Ponieważ jestem po studiach informatycznych wiedza, która była w kursie, była mi już znana, więc ja już mogłam zacząć pracować wykorzystując elastyczny system pracy. Zostało mi tylko teraz poszukać pracodawcy, który będzie to akceptował. I to było wtedy największe wyzwanie :) Od samego początku wykonywałam obowiązki wirtualnej asystentki, choć nazwa tego zawodu wcale nie była mi wtedy znana, a wykonywane obowiązki dostosowywałam do etapów rozwoju swojej córki. W pierwszym roku jej życia pracowałam głównie przez telefon, umawiałam spotkania, przeprowadzałam wywiady telefoniczne. Potem jak moja córka zaczynała mówić, kontakt telefoniczny z klientami moich klientów oczywiście odpadał. Zajęłam się więc transkrypcjami, wprowadzałam produkty do sklepów internetowych. Jak córka poszła do przedszkola, zaczęłam łączyć kontakt telefoniczny z klientami swoich klientów z pisaniem pism, transkrypcjami, weryfikacją umów.
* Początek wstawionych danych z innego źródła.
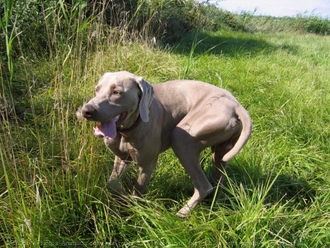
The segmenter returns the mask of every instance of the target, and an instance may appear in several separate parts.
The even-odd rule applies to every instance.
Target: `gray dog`
[[[251,133],[248,113],[235,98],[206,83],[174,80],[152,85],[122,71],[106,73],[95,89],[95,97],[77,116],[100,123],[94,134],[103,137],[116,155],[109,180],[112,192],[124,193],[120,180],[134,161],[140,174],[133,194],[142,194],[160,154],[172,147],[194,187],[178,216],[186,216],[213,190],[200,164],[202,151],[212,148],[216,186],[228,161]]]

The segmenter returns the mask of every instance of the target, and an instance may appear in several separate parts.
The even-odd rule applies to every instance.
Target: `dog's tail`
[[[228,161],[240,152],[244,145],[248,142],[251,134],[252,121],[248,111],[243,107],[240,105],[239,107],[236,108],[235,112],[238,119],[242,121],[242,131],[238,139],[232,148],[224,156],[222,160],[224,162]]]

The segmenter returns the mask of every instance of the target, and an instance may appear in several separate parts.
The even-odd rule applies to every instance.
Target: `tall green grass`
[[[12,70],[6,50],[0,57],[2,246],[328,245],[328,37],[222,31],[166,46],[151,26],[130,31],[136,21],[120,18],[109,28],[106,9],[96,5],[85,18],[83,2],[64,3],[40,6],[40,46],[27,47],[34,40],[23,36],[38,33],[18,29]],[[10,12],[5,29],[24,13]],[[230,162],[224,187],[186,219],[174,214],[194,188],[170,150],[146,194],[120,204],[106,188],[113,155],[93,136],[93,123],[75,119],[102,75],[122,70],[154,83],[184,78],[222,86],[252,116],[252,134]],[[12,75],[8,104],[3,89]],[[212,180],[210,152],[200,161]],[[128,192],[137,172],[132,164],[123,178]]]

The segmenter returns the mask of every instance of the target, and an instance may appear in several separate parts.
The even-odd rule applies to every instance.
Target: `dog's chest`
[[[141,148],[136,147],[130,142],[128,142],[124,138],[120,137],[120,139],[115,139],[109,140],[104,139],[104,143],[108,147],[111,152],[121,158],[126,158],[128,156],[130,156],[133,160],[138,163],[142,163],[143,161],[142,154],[139,152],[139,149]]]

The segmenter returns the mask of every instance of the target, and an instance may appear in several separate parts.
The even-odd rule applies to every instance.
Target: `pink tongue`
[[[101,125],[94,128],[94,135],[97,137],[104,137],[108,139],[114,138],[117,134],[116,130],[116,121],[112,120],[108,122],[101,122]]]

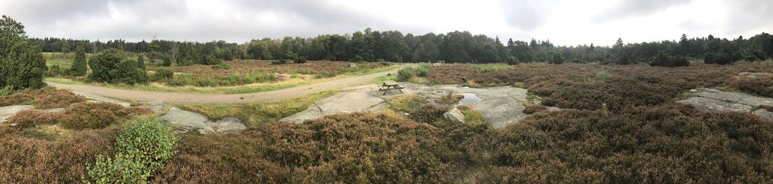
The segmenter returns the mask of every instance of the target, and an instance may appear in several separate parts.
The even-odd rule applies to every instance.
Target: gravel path
[[[139,101],[162,101],[167,103],[178,104],[240,104],[293,98],[340,87],[368,84],[376,77],[383,77],[388,73],[397,74],[397,70],[399,70],[400,69],[395,69],[386,72],[352,77],[284,90],[240,94],[131,90],[90,85],[63,84],[57,83],[48,83],[48,84],[52,87],[67,89],[75,92],[92,93],[112,98],[128,99]]]

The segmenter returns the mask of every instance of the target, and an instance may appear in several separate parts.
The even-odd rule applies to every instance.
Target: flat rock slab
[[[16,114],[16,113],[30,109],[35,109],[35,106],[11,105],[11,106],[0,107],[0,123],[5,123],[6,121],[8,121],[9,118],[11,118],[14,114]]]
[[[750,105],[701,97],[690,97],[687,100],[679,101],[677,102],[693,105],[693,107],[695,107],[696,108],[703,110],[748,112],[752,109],[752,107]]]
[[[159,121],[166,121],[172,126],[180,129],[182,132],[199,131],[199,133],[207,134],[215,130],[207,125],[209,120],[201,114],[172,107],[162,116],[156,118]]]
[[[372,94],[371,91],[373,91],[373,89],[366,87],[345,89],[346,91],[325,97],[312,104],[305,111],[282,118],[280,121],[302,123],[305,121],[317,119],[325,115],[339,113],[376,111],[389,107],[384,98]]]
[[[773,113],[758,108],[761,105],[773,106],[773,98],[755,97],[739,92],[721,91],[716,89],[696,89],[696,97],[677,102],[690,104],[698,109],[750,112],[773,120]]]
[[[762,118],[768,118],[768,120],[773,121],[773,112],[768,111],[765,109],[758,109],[754,111],[754,114],[761,116]]]
[[[179,128],[181,133],[196,131],[204,135],[213,132],[238,132],[247,129],[237,118],[225,118],[212,122],[201,114],[177,107],[172,107],[166,114],[157,117],[156,119],[169,121],[172,126]]]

Sukcesywnie dążyłam do zostania pełnoetatową, profesjonalną wirtualną asystentką :) Zaś od pewnego czasu łączę obowiązki wirtualnej asystentki z obowiązkami projekt menadżerki, czyli prowadzę też projekty w firmach swoich klientów.
3. Na czym dokładnie polega Twoja praca? Czym się zajmujesz?
Jak słyszę to pytanie, to zawsze się uśmiecham do siebie. Jestem asystentką i robię to co robią asystentki w firmach, tylko mnie w tych firmach fizycznie nie ma. Trudno jest wymienić wszystkie moje obowiązki, ponieważ zależą one tak naprawdę od potrzeb moich klientów. Ale spróbuję:
– dla jednego klienta wykonuję research, budowanie baz teleadresowych, prowadzę testy A/B kampanii cold mailingowych,
– dla innego zajmuję się aktualizowaniem treści na stronie www, programuję posty w social media, wspieram przy organizacji wydarzeń,
– dla jeszcze innego robię wszystko, co potrzeba, nawet jak mnie o to wyraźnie nie poprosi, ale u tego klienta mam dostęp do wszystkich informacji w firmie,
– dla kolejnego zajmuję się przygotowaniem i przeprowadzeniem od A do Z kampanii związanej z wprowadzaniem nowego produktu na rynek polski.
Oczywiście możliwości współpracy z wirtualną asystentką jest bardzo dużo i wszystko zależy od potrzeb mojego klienta.
4. Jakie widzisz plusy swojej pracy w porównaniu z byciem asystentką „stacjonarną”?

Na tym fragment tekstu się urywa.